Decía hace unos días Rajoy que los partidos tradicionales habían sido los responsables de haber construido una gran Europa y que su funcionamiento era óptimo, como argumentos en defensa del bipartidismo español, el cual comparó con el alemán, el británico y el francés. Desde luego, las palabras del presidente no podían ser más absurdas y vergonzosas procediendo del estadista de una de las potencias más
importantes del continente. En primer lugar, porque la delicadeza de la situación actual no se resuelve con un conciso y superficial análisis histórico-político sobre los logros de los partidos tradicionales en Europa, pues son dos cuestiones radicalmente distintas. En estos momentos el debate no está en esta última cuestión sino en resolver la primera. En segundo lugar, porque los partidos tradicionales que llevaron a cabo dicha labor no funcionan de la misma forma ahora, ni están integrados por los mismos equipos, ni siquiera los retos del nuevo mundo son similares a los que enfrentaron en el pasado. En tercer lugar, porque, aunque olvidáramos todo lo anterior, el hecho de que los partidos tradicionales hayan construido una gran Europa no conlleva directamente que vayan a seguir siendo provechosos para ella.

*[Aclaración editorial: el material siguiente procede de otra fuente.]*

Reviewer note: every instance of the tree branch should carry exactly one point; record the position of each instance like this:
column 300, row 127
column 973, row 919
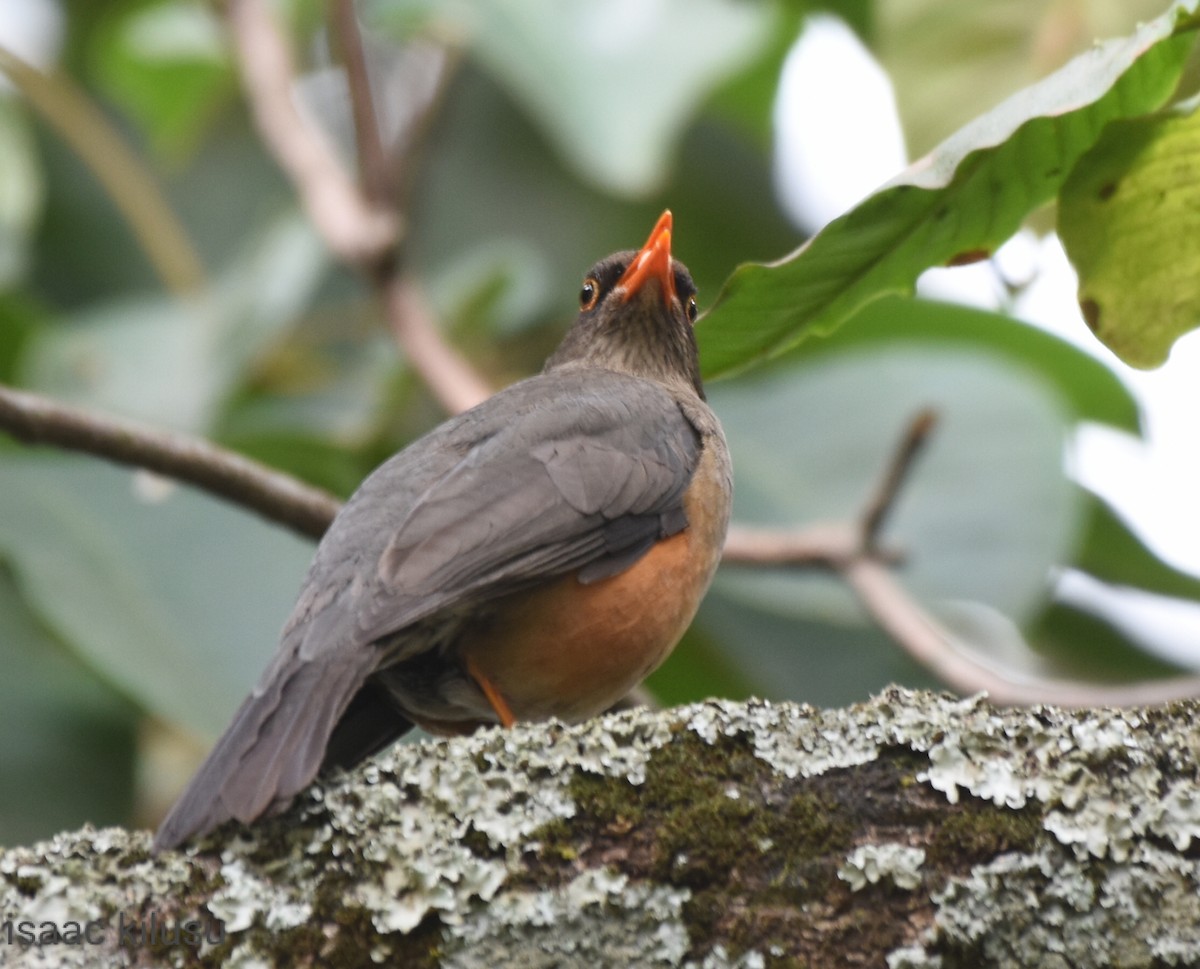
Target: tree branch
column 129, row 182
column 277, row 497
column 913, row 830
column 357, row 230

Cada vez que el presidente y/o alguna pieza de su gobierno aparecen en escena, sus planteamientos se encaminan hacia unas altas exigencias de fe que parecen incompatibles con el Siglo XXI. Creo que a estas alturas la ciudadanía ha asimilado que la política ha de ser juzgada por su trabajo reciente y actual, en tanto que estas originan las consecuencias que sufren los ciudadanos coetáneos. En cualquier régimen democrático resulta francamente estúpido que un habitante decida soportar las malas decisiones de unos pocos en base a éxitos anteriores o promesas antes de buscar alternativas en otros movimientos políticos. Recordemos que este cambio de viraje se ha llevado a cabo en las últimas elecciones europeas de Francia, en las elecciones parlamentarias griegas y lo estamos experimentando en nuestro propio país, entre otros buenos ejemplos.
Las fuerzas tradicionales son conscientes de esta mayor reacción por parte de la gente de a pie, por lo que la estrategia más efectiva para evitar su desplazamiento del poder es poner en marcha la también clásica campaña para aterrorizarla, reiterando una y otra vez el fatal desenlace que supondría la asunción del poder por parte de cualquier partido emergente con posibilidades de arrebatarles el cetro. La intensidad con la que se transmite este mensaje poco tiene que ver con el juego dialéctico cuando se trata de rivales habituales. Observado desde esta perspectiva, el ahora frecuente desprecio hacia la búsqueda de otras opciones nuevas ante el descalabro de la gestión de las fuerzas vetustas parece una manera sutil y ciertamente oscura de ejecutar un ataque velado contra la propia esencia democrática. Si los seres humanos no hubieran procedido de esta forma a lo largo de la historia aún estaríamos anclados en épocas remotas por el supuesto buen hacer pasado de estos o de aquellos, como quizá anhelarían algunos con tal de detentar el poder para siempre.
Esta presión o incluso opresión de tintes antidemocráticos no solo se ejerce en España sino que se extiende a Europa, donde asimismo encontramos la puesta en práctica de una estrategia atemorizadora, la cual pretende obstaculizar lo máximo posible cualquier camino que discrepe del principal. No lo olvidemos: cuando hace unos días venció Syriza en las elecciones parlamentarias griegas inmediatamente aparecieron algunos de los líderes europeos para echarse las manos a la cabeza, aun sin comprobar ni un solo paso del nuevo gobierno heleno. Tal vez para estos cabecillas resultaría más atractivo seguir teniendo a Nueva Democracia o incluso al Pasok en el trono griego para manejarlos a placer como han hecho hasta ahora, con el objetivo de cumplir la máxima prioridad del conjunto europeo en lo que a Grecia se refiere: el pago de su deuda externa. Esta es la gran Europa de los partidos tradicionales actuales.